When considering the electric flux linked with a cube due to a charge placed at one of its surfaces, it's important to apply Gauss's law. Gauss's law states that the total electric flux through a closed surface is equal to $$\frac{q_{\text{enc}}}{\epsilon_0}$$, where $$q_{\text{enc}}$$ is the charge enclosed by the surface and $$\epsilon_0$$ is the permittivity of free space.

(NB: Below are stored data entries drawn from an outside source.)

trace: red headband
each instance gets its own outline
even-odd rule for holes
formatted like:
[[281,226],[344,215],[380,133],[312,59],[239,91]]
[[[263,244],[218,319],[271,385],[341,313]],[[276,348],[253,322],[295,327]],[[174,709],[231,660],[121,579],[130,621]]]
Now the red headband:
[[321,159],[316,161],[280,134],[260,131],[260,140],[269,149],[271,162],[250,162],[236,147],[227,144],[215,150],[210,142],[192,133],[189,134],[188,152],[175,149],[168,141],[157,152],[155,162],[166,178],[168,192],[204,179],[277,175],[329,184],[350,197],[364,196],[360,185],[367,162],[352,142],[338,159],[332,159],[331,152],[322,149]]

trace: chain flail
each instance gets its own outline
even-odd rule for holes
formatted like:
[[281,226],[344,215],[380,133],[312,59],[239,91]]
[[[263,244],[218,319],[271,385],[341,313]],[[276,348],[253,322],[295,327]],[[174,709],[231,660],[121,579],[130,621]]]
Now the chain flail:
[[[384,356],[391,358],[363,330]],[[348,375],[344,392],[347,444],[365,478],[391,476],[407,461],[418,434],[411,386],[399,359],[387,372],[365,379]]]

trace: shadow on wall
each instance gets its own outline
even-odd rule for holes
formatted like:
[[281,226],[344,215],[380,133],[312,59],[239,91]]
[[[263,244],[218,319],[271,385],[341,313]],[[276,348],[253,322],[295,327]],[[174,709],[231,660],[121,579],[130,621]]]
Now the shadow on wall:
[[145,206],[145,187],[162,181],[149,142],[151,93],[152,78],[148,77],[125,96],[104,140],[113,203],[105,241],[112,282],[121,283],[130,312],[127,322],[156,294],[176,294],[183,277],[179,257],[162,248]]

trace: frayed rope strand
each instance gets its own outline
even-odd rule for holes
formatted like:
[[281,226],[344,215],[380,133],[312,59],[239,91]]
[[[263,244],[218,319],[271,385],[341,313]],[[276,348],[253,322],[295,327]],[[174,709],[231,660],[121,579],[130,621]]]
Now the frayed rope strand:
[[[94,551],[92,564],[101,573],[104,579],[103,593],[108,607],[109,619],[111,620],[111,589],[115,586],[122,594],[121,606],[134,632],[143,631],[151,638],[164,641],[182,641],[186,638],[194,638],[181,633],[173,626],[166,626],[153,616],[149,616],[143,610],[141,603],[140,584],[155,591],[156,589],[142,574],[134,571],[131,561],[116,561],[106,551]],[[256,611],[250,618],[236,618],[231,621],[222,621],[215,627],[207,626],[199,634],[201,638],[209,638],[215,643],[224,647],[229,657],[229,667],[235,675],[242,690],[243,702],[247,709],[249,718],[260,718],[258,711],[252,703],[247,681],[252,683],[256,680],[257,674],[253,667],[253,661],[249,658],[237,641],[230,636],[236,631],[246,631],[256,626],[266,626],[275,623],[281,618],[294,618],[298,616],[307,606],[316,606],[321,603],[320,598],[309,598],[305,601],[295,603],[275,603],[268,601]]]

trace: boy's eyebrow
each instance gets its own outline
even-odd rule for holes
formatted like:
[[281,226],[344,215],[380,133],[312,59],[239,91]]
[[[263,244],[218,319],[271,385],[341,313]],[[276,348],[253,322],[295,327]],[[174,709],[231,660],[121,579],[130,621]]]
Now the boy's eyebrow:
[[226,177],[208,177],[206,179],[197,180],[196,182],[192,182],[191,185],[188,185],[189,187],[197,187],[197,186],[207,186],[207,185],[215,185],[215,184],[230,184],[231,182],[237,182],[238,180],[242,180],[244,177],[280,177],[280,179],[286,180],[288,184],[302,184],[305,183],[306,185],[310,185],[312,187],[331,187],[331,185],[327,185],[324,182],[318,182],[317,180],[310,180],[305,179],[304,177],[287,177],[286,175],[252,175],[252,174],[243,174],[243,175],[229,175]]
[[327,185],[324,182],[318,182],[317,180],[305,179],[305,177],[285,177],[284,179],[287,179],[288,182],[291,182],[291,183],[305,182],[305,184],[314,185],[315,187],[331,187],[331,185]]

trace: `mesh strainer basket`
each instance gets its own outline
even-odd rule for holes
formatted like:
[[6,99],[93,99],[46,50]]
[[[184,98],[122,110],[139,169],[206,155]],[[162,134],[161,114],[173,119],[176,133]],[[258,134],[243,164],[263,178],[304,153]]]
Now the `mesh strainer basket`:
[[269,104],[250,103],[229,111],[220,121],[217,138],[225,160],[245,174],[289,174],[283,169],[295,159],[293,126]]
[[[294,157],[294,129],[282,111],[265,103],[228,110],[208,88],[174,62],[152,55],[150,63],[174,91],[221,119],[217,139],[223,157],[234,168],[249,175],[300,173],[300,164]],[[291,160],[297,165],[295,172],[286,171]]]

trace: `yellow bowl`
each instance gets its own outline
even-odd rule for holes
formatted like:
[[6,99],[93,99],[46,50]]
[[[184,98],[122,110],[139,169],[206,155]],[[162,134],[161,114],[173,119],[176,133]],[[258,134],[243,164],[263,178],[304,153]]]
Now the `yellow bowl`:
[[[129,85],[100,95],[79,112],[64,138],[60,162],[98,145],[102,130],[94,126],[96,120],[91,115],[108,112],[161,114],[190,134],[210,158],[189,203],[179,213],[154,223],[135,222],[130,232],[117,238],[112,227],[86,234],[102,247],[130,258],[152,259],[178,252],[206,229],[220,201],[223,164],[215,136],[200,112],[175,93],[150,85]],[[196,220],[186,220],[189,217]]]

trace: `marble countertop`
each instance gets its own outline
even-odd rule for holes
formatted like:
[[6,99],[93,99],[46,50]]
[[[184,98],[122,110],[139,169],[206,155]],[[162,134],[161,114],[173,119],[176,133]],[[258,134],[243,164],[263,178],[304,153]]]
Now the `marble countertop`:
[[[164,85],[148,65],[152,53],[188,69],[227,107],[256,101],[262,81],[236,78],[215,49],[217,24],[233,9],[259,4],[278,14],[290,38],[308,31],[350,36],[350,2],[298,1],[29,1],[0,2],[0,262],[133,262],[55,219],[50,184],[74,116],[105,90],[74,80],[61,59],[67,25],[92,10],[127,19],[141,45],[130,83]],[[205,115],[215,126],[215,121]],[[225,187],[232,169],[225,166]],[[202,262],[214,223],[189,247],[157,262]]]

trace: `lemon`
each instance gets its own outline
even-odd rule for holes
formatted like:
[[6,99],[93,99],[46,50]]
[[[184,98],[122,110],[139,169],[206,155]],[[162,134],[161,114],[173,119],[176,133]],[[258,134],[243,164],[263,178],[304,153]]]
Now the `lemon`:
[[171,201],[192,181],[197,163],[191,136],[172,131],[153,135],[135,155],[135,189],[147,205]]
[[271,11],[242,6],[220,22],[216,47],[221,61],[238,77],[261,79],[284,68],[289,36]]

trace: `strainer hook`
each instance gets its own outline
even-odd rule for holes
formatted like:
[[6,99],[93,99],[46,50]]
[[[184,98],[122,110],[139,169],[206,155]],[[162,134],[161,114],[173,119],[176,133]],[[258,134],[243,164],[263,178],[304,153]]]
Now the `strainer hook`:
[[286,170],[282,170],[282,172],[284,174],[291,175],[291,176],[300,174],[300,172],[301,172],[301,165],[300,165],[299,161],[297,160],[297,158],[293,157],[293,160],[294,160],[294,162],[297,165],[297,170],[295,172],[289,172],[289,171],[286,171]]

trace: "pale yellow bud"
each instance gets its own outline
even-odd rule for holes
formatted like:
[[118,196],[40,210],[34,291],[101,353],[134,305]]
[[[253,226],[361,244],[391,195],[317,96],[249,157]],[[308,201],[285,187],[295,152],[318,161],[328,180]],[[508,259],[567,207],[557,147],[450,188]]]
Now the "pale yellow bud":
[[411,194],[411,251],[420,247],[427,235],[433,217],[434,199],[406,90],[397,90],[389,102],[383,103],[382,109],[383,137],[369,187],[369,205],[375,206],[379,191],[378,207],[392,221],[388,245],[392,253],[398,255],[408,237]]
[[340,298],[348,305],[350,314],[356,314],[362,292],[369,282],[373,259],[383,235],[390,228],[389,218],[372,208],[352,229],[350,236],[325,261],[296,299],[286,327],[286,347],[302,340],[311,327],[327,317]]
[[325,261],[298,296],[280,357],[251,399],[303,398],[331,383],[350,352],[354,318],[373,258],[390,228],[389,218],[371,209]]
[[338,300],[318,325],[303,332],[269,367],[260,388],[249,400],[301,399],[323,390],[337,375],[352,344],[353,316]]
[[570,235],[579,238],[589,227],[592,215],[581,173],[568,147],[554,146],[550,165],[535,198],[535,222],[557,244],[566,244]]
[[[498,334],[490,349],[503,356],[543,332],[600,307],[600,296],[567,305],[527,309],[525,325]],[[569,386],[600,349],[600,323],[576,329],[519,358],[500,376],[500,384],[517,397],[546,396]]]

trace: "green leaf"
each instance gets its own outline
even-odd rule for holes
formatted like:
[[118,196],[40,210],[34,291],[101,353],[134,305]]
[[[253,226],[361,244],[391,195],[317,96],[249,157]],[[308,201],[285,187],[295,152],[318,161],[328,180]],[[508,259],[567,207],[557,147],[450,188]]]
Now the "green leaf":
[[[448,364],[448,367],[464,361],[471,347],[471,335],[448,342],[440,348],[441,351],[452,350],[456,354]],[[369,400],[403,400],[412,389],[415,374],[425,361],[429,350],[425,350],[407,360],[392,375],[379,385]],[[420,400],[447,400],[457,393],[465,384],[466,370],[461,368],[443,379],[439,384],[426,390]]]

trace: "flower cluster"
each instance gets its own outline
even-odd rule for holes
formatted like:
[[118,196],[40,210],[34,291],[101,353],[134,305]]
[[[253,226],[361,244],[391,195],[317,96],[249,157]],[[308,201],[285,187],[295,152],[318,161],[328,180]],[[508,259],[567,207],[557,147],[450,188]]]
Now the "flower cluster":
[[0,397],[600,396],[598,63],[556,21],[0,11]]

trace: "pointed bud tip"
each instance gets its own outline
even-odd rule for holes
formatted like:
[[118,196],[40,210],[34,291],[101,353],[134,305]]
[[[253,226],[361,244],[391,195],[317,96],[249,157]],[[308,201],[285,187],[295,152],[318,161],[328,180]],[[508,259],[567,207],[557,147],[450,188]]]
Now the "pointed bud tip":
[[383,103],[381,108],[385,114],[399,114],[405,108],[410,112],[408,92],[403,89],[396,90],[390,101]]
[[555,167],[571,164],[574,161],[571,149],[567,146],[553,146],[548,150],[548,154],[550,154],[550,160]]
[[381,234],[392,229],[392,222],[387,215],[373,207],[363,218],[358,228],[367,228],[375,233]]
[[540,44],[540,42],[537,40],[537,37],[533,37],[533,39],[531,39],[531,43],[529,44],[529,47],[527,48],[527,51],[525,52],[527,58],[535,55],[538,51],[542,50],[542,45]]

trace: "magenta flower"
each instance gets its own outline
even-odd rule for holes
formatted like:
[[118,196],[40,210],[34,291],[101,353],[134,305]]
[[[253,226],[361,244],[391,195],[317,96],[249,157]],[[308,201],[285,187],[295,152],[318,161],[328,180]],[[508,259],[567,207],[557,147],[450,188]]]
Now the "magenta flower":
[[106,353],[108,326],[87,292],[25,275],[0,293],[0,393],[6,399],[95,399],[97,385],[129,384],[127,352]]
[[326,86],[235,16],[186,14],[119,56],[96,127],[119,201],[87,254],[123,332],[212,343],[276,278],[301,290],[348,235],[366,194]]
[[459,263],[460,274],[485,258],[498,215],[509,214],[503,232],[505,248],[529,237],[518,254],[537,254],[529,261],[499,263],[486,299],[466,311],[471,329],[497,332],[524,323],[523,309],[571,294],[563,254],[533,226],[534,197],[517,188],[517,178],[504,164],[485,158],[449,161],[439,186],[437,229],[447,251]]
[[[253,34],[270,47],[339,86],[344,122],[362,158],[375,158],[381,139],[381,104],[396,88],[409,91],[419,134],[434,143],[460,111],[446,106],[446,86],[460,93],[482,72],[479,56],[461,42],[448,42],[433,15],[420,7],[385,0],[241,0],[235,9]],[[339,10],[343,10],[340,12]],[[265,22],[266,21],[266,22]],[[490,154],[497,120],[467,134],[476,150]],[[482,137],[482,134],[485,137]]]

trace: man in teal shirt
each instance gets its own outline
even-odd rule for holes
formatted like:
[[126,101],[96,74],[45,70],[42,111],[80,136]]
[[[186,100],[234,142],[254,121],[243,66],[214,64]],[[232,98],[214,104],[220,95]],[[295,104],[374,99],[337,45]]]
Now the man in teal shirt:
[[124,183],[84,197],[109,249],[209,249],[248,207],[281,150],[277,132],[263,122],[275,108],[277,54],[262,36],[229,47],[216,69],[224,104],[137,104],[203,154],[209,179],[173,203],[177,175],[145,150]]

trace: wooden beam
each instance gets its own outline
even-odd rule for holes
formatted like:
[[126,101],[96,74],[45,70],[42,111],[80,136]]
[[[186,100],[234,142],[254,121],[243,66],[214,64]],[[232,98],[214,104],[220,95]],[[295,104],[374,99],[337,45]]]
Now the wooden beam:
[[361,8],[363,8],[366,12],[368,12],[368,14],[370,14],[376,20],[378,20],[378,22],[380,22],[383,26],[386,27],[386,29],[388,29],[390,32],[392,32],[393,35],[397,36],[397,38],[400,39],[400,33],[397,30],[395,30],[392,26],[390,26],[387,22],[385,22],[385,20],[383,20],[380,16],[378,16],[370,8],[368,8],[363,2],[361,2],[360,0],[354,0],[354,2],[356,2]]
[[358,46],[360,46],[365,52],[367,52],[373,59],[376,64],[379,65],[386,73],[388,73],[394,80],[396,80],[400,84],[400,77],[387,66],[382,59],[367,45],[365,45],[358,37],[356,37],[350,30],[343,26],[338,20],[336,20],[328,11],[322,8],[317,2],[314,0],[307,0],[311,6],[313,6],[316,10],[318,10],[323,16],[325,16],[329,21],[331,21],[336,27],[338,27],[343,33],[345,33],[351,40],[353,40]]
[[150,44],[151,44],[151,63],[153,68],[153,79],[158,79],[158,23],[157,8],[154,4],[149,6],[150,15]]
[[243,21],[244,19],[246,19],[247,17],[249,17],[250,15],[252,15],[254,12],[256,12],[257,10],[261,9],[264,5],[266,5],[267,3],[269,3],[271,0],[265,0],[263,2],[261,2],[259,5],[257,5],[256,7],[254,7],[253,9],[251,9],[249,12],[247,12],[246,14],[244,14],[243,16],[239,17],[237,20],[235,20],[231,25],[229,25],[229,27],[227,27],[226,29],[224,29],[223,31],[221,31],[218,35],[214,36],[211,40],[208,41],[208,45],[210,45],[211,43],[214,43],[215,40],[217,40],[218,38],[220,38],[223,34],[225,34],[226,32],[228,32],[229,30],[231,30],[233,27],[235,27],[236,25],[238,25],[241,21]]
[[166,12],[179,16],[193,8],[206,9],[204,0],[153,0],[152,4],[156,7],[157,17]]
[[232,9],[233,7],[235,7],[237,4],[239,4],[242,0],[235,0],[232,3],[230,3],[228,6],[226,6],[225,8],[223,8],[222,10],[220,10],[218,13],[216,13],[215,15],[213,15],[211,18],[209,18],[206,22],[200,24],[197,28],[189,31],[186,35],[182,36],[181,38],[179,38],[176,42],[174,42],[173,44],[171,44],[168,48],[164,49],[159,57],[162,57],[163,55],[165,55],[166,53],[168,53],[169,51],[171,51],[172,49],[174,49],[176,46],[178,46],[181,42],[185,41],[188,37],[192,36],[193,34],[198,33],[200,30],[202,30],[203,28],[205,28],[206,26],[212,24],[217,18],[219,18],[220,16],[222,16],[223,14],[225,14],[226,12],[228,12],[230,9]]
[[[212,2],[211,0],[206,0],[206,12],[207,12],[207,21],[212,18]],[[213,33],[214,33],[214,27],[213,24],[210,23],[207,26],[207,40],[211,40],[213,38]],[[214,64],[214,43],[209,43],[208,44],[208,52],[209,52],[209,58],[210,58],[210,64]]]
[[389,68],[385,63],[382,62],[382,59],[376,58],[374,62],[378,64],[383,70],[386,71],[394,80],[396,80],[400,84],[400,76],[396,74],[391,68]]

In the given scenario, the charge $$q$$ is placed at the center of one of the surfaces of the cube. Conceptually, we can think of this arrangement as part of a larger situation where if we had a larger, imaginary cube that encompasses the entire setup such that the point charge is at its geometric center, the charge would then be uniformly distributing its flux through all six faces of this larger cube. However, since the actual setup involves only one cube with one face adjacent to the charge, we essentially have only one-half of the total possible geometry through which the flux from this charge can emerge - implying the flux through our actual cube is a fraction of the total flux that would emanate from the charge if it were centrally placed within a larger, encompassing cube.

Therefore, only half of the flux emanating from the charge will pass through the actual cube because the charge is placed directly on one of its surfaces, effectively distributing its influence through 180 degrees (half of the space around it) instead of the full 360 degrees. Hence, the flux linked with the cube will be half of the total flux $$\frac{q}{\epsilon_0}$$, which is calculated using Gauss's law for a point charge.

Therefore, the correct answer is $$\frac{q}{2\epsilon_0}$$.

Option A $$\frac{q}{2 \epsilon_0}$$ is the correct choice.